Actor Kirk Douglas dies at age 103
Feb 06 2020
Actor Kirk Douglas, a fixture of cinema for six decades, has died aged 103.
The stage and screen actor was well-known for a range of roles, including the 1960 classic Spartacus, in which he played the titular character.
Born in New York in 1916, he rose to prominence during Hollywood's "golden age", earning his first Oscar nomination for the 1949 boxing story Champion.
He was also the father of Oscar-winning actor Michael Douglas.
Kirk Douglas was prolific as a film actor, with more than 90 credits to his name - ranging over six decades from the 1940s to the 2000s.
He is perhaps best-known as Spartacus, a Stanley Kubrick film which won four Oscars and was so popular that its iconic "I am Spartacus" scene entered the pop culture lexicon.
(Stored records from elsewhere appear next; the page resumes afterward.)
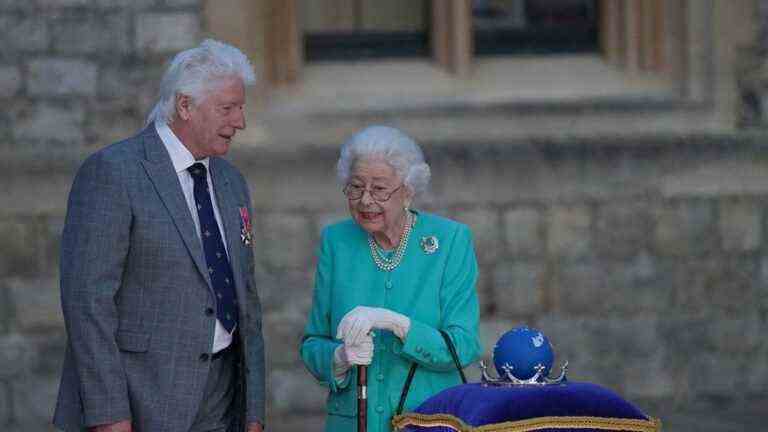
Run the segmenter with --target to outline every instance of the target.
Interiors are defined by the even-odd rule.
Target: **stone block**
[[[18,61],[13,58],[14,54],[44,51],[48,48],[49,38],[45,17],[41,15],[0,15],[0,41],[3,43],[0,58],[5,61]]]
[[[328,225],[335,224],[337,222],[340,222],[344,219],[349,219],[349,211],[347,210],[340,210],[335,212],[323,212],[315,218],[317,220],[317,236],[320,237],[320,233],[323,231],[323,228],[327,227]]]
[[[202,0],[165,0],[165,4],[170,7],[198,6]]]
[[[530,262],[498,263],[494,271],[494,299],[500,317],[525,317],[544,308],[544,265]]]
[[[131,16],[126,12],[96,11],[61,14],[50,20],[53,49],[59,54],[130,54]]]
[[[569,362],[569,377],[620,389],[627,363],[650,361],[661,349],[653,318],[573,318],[562,314],[539,317],[534,325],[550,340],[559,368]]]
[[[50,331],[64,326],[57,278],[12,278],[6,283],[18,330]]]
[[[760,316],[751,310],[745,310],[738,316],[709,320],[706,329],[714,351],[732,354],[758,351],[764,344],[765,331],[768,330]]]
[[[314,266],[272,272],[257,270],[256,286],[262,305],[271,312],[290,316],[295,320],[305,320],[312,303],[314,274]],[[291,301],[286,301],[289,298]]]
[[[113,108],[133,108],[141,117],[154,105],[162,78],[161,65],[151,63],[107,63],[99,76],[98,95],[109,100]],[[140,101],[137,101],[137,97]]]
[[[251,124],[245,132],[253,126]],[[245,142],[236,143],[234,154],[237,154],[240,146],[247,145]],[[278,211],[301,206],[302,209],[314,212],[344,214],[347,200],[336,181],[333,169],[335,157],[335,154],[331,157],[327,153],[307,152],[301,157],[291,156],[286,159],[233,156],[232,160],[242,167],[251,185],[256,207],[268,206],[265,210]]]
[[[675,371],[666,362],[664,351],[656,349],[640,358],[626,360],[621,371],[622,396],[630,401],[639,398],[658,400],[674,396]]]
[[[482,318],[480,320],[480,358],[486,360],[487,365],[491,365],[493,348],[501,335],[512,330],[513,327],[525,325],[524,322],[517,320],[502,319],[494,316],[490,319]]]
[[[601,261],[600,268],[605,291],[592,299],[595,311],[638,315],[670,309],[675,287],[660,274],[655,257],[642,252],[625,261]]]
[[[98,146],[114,143],[135,135],[142,129],[144,118],[137,107],[102,102],[86,115],[85,130]]]
[[[142,13],[136,17],[134,47],[142,54],[175,52],[194,46],[199,34],[196,13]]]
[[[480,315],[495,314],[497,306],[496,293],[493,289],[493,272],[486,265],[480,264],[475,290],[480,303]]]
[[[544,252],[543,219],[538,209],[513,208],[504,213],[504,238],[513,256],[538,257]]]
[[[759,293],[751,259],[695,259],[664,262],[659,274],[670,287],[672,310],[744,314],[758,307]]]
[[[499,215],[495,210],[484,208],[459,210],[455,213],[455,217],[472,230],[475,253],[479,261],[489,262],[499,256],[503,234]]]
[[[592,251],[590,209],[556,205],[547,215],[547,250],[555,256],[580,258]]]
[[[17,66],[0,66],[0,98],[12,97],[21,90],[21,71]]]
[[[3,427],[4,430],[7,429],[5,425],[11,422],[12,404],[10,384],[0,380],[0,427]]]
[[[264,316],[264,343],[269,347],[269,363],[273,367],[301,367],[299,346],[304,336],[307,314],[295,318],[271,312]]]
[[[0,218],[0,277],[35,275],[40,271],[36,225],[17,218]]]
[[[13,380],[13,412],[22,430],[52,430],[51,413],[59,391],[58,376],[27,376]]]
[[[553,269],[549,300],[556,311],[578,315],[605,311],[602,302],[608,295],[607,276],[598,263],[563,263]]]
[[[66,195],[60,200],[64,201]],[[61,253],[61,233],[64,230],[63,214],[48,216],[41,220],[41,264],[40,276],[50,275],[54,279],[59,276],[59,254]]]
[[[718,227],[712,202],[671,202],[656,211],[655,248],[667,256],[700,256],[718,244]]]
[[[257,259],[269,268],[303,268],[310,264],[317,237],[312,233],[308,217],[295,213],[260,215],[257,212],[254,223],[259,232]]]
[[[76,104],[38,103],[16,116],[14,139],[23,143],[35,140],[83,142],[82,107]]]
[[[36,362],[36,352],[30,341],[18,333],[0,336],[0,381],[9,381],[25,374]]]
[[[90,0],[37,0],[37,4],[45,9],[88,6]]]
[[[29,62],[32,96],[93,96],[97,79],[98,67],[91,61],[44,58]]]
[[[499,187],[497,168],[484,160],[481,154],[473,153],[471,147],[467,147],[466,154],[434,152],[428,153],[427,158],[432,171],[430,198],[436,205],[482,205],[494,202],[501,189],[518,189]],[[472,187],[467,187],[470,184]],[[501,184],[519,185],[513,182]]]
[[[768,358],[768,346],[755,353],[755,359]],[[751,361],[747,366],[746,393],[748,396],[765,397],[765,389],[768,389],[768,362]]]
[[[646,202],[616,202],[598,206],[595,249],[601,256],[628,258],[649,246],[652,215]]]
[[[752,252],[763,238],[761,207],[754,201],[720,202],[720,238],[728,252]]]
[[[327,387],[304,370],[273,369],[268,372],[269,405],[275,413],[317,412],[325,407]]]
[[[41,162],[43,163],[43,162]],[[66,210],[67,195],[74,177],[74,169],[46,172],[40,176],[34,171],[21,174],[0,177],[0,190],[3,191],[3,206],[0,208],[0,217],[19,216],[30,214],[63,215]],[[50,219],[48,224],[55,225],[58,222]],[[49,226],[49,230],[51,227]],[[59,233],[56,233],[58,235]],[[43,233],[43,235],[46,235]],[[43,251],[48,258],[45,263],[58,262],[58,243],[49,243],[55,249]]]
[[[760,258],[757,279],[758,307],[763,313],[768,313],[768,257]]]
[[[155,6],[159,0],[93,0],[99,8],[143,10]]]
[[[322,409],[322,405],[319,407]],[[325,413],[314,410],[300,415],[288,412],[280,416],[269,417],[269,430],[275,432],[321,432],[324,429]]]
[[[697,353],[690,357],[689,385],[692,397],[722,398],[741,392],[747,362],[731,353]]]

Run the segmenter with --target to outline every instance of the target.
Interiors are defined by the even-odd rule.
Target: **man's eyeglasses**
[[[402,187],[403,185],[401,184],[400,186],[392,190],[387,190],[386,188],[379,187],[379,186],[373,186],[370,189],[368,189],[368,188],[365,188],[364,186],[354,185],[350,183],[344,186],[343,190],[344,190],[344,195],[346,195],[347,198],[350,200],[359,200],[360,198],[363,197],[363,194],[365,194],[365,191],[368,191],[368,193],[371,194],[371,198],[373,198],[374,201],[384,202],[384,201],[389,201],[389,199],[392,198],[392,194],[400,190],[400,188]]]

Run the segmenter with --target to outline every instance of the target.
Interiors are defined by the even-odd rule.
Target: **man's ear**
[[[189,120],[192,111],[192,98],[185,94],[176,95],[176,114],[181,120]]]

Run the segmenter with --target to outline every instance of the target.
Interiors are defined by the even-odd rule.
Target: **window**
[[[300,0],[304,59],[428,57],[426,0]]]
[[[473,0],[474,54],[597,52],[595,0]]]

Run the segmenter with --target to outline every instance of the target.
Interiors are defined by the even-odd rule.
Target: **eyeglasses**
[[[347,196],[347,199],[359,200],[360,198],[363,197],[363,195],[365,194],[365,191],[368,191],[368,193],[371,194],[371,198],[373,198],[374,201],[384,202],[384,201],[389,201],[389,199],[392,198],[392,194],[400,190],[400,188],[402,187],[403,187],[403,184],[392,189],[391,191],[388,191],[387,189],[381,186],[373,186],[371,189],[368,189],[360,185],[354,185],[349,183],[346,186],[344,186],[344,195]]]

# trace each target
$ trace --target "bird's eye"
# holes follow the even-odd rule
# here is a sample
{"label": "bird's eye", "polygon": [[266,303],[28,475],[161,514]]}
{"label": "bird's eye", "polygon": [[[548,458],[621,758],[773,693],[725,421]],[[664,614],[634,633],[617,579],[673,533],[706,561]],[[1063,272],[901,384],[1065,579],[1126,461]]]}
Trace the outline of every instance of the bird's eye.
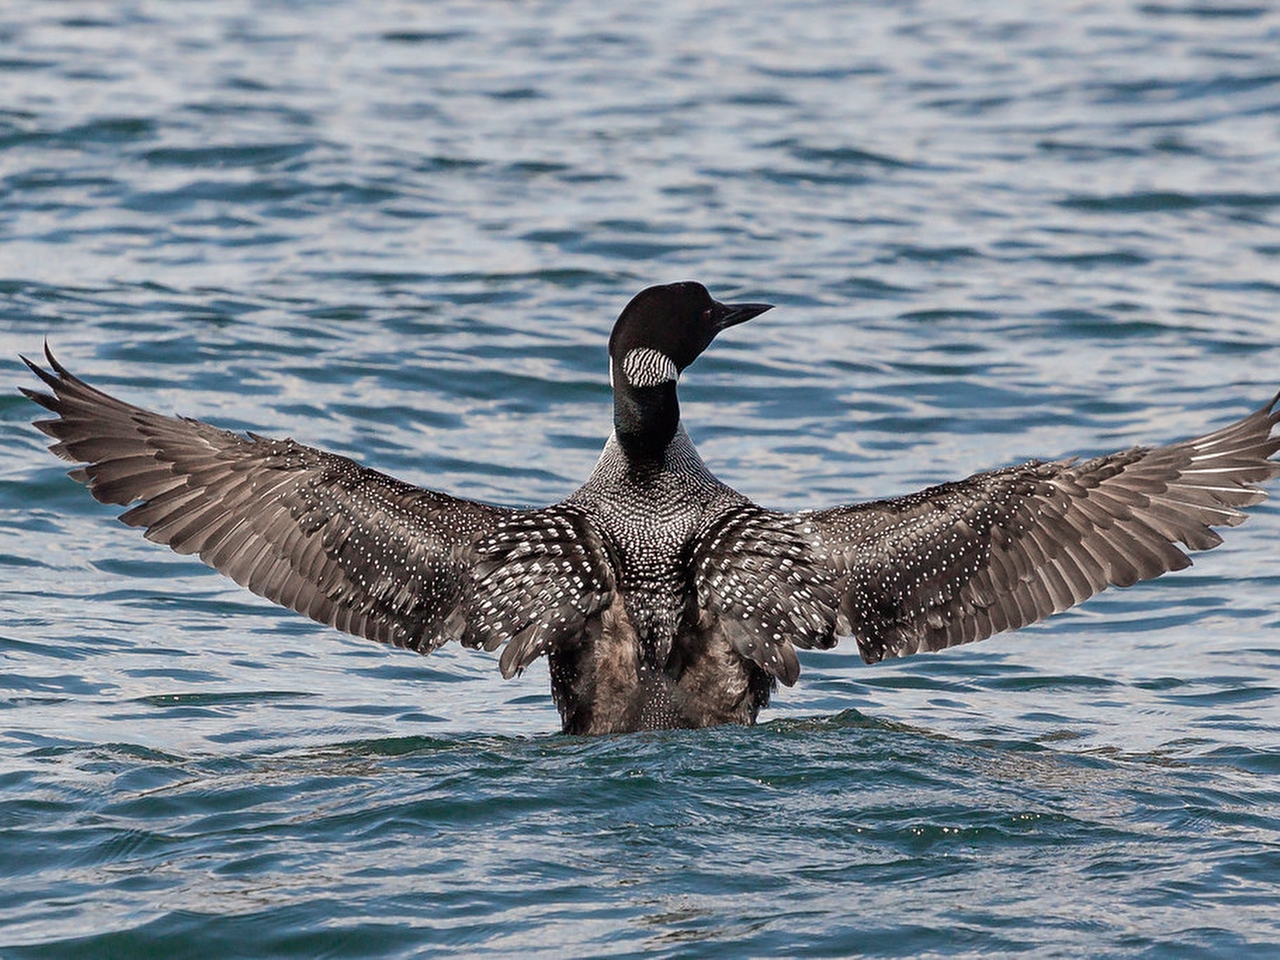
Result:
{"label": "bird's eye", "polygon": [[702,311],[702,322],[703,322],[703,323],[710,323],[710,322],[711,322],[711,308],[710,308],[710,307],[707,307],[707,309],[705,309],[705,310],[703,310],[703,311]]}

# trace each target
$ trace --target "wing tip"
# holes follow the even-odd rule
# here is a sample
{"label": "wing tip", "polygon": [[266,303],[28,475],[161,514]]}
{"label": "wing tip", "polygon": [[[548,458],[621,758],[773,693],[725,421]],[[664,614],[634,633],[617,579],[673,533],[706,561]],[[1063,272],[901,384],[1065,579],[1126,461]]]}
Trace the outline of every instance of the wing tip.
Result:
{"label": "wing tip", "polygon": [[[28,400],[40,404],[40,406],[44,407],[46,410],[61,414],[61,407],[64,402],[63,389],[68,386],[80,385],[81,381],[73,376],[71,372],[58,361],[58,358],[53,355],[53,350],[49,346],[48,337],[45,337],[43,349],[45,362],[49,364],[48,370],[40,366],[39,363],[32,360],[25,354],[18,354],[18,359],[26,364],[27,369],[35,374],[36,377],[40,379],[40,382],[53,392],[41,393],[39,390],[32,390],[29,387],[18,387],[18,391]],[[36,427],[39,428],[41,432],[48,434],[49,431],[42,427],[41,423],[56,422],[57,421],[53,420],[38,421],[36,422]],[[52,436],[52,434],[50,434],[50,436]]]}

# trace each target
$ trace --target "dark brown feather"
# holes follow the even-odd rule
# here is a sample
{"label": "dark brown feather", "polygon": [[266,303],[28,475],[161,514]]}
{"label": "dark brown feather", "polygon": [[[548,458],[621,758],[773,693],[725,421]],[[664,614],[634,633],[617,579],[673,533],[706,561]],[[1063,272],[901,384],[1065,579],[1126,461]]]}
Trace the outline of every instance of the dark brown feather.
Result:
{"label": "dark brown feather", "polygon": [[[1188,566],[1280,474],[1276,401],[1203,437],[1033,461],[921,493],[800,514],[868,662],[980,640]],[[944,552],[938,544],[947,544]]]}
{"label": "dark brown feather", "polygon": [[[152,413],[72,376],[47,348],[45,355],[52,372],[27,365],[51,392],[23,392],[57,415],[36,426],[60,457],[85,464],[72,476],[94,497],[135,504],[120,519],[149,540],[198,553],[253,592],[340,630],[422,652],[450,639],[474,642],[489,624],[472,567],[490,553],[477,544],[500,527],[547,522],[543,513],[414,487],[293,440]],[[530,623],[554,622],[553,639],[563,639],[607,604],[603,548],[587,526],[578,521],[569,546],[535,546],[523,560],[545,561],[554,548],[561,566],[592,572],[589,595],[522,579],[511,564],[485,579],[484,596],[523,617],[510,633],[483,634],[490,649],[518,637],[504,669],[527,665],[550,642],[545,630],[531,634]],[[567,622],[575,612],[578,620]]]}

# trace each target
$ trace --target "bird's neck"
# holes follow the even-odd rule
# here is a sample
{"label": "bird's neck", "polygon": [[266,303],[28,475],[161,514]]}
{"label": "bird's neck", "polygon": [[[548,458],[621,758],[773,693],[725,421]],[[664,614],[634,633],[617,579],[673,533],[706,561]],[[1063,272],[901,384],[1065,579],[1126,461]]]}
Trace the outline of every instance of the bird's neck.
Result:
{"label": "bird's neck", "polygon": [[674,382],[654,387],[621,384],[613,391],[613,429],[627,456],[660,460],[680,426]]}

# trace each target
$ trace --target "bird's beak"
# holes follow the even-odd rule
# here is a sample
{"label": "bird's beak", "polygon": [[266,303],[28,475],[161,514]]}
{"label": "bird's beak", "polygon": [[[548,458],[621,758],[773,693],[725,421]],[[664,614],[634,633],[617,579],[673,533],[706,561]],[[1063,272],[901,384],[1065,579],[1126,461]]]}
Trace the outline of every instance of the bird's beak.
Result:
{"label": "bird's beak", "polygon": [[746,323],[752,317],[758,317],[766,310],[772,310],[772,303],[721,303],[715,301],[715,306],[711,308],[711,322],[715,324],[716,332],[727,327],[734,327],[740,323]]}

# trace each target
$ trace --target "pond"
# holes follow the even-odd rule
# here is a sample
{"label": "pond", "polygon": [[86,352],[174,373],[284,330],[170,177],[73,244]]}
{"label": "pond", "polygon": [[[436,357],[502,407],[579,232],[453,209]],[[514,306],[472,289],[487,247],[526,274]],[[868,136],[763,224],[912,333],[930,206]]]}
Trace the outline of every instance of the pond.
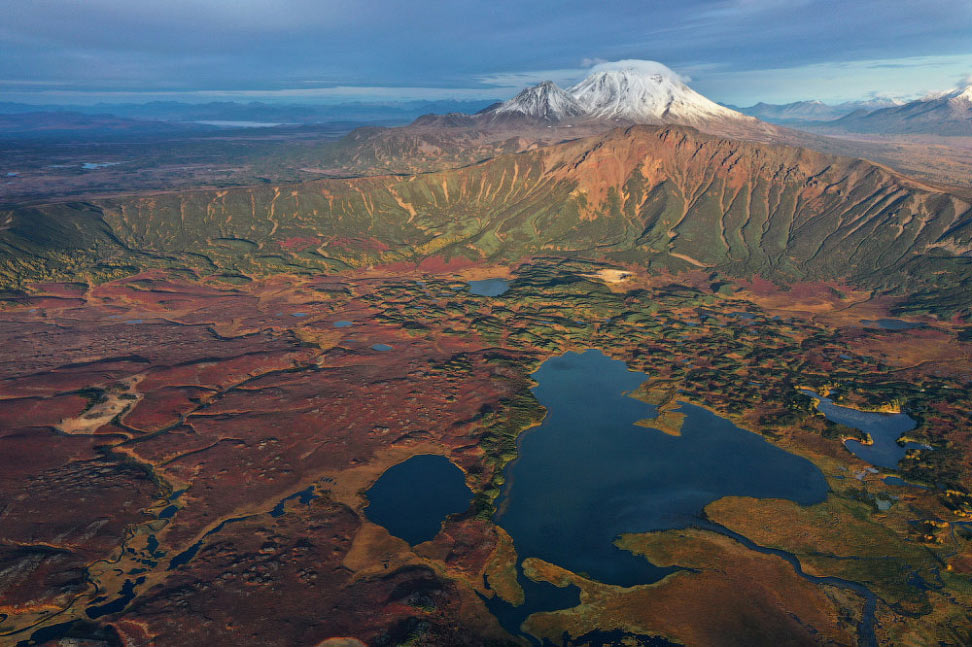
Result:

Douglas was himself nominated for an Oscar three times - for Champion (1949), The Bad and the Beautiful (1952), and Lust for Life (1956). He eventually won the honorary award in 1996 in recognition of his 50 years in the industry.
Kirk Douglas was born Issur Danielovich Demsky to penniless Jewish immigrants in the city of Amsterdam, New York state, in 1916. His father had fled Russia to escape conscription into the Tsar's army.
One of seven children, he sold snacks to local mill workers to earn enough money to buy food and in his autobiography claims to have had more than 40 jobs.
It was when he began acting in school plays that he decided a theatrical career was for him. "The one thing in my life that I always knew, that was always constant, was that I wanted to be an actor."
Already an inter-collegiate wrestling champion, he paid his way through drama college by fighting professionally, ushering and working as a car park attendant and bellhop.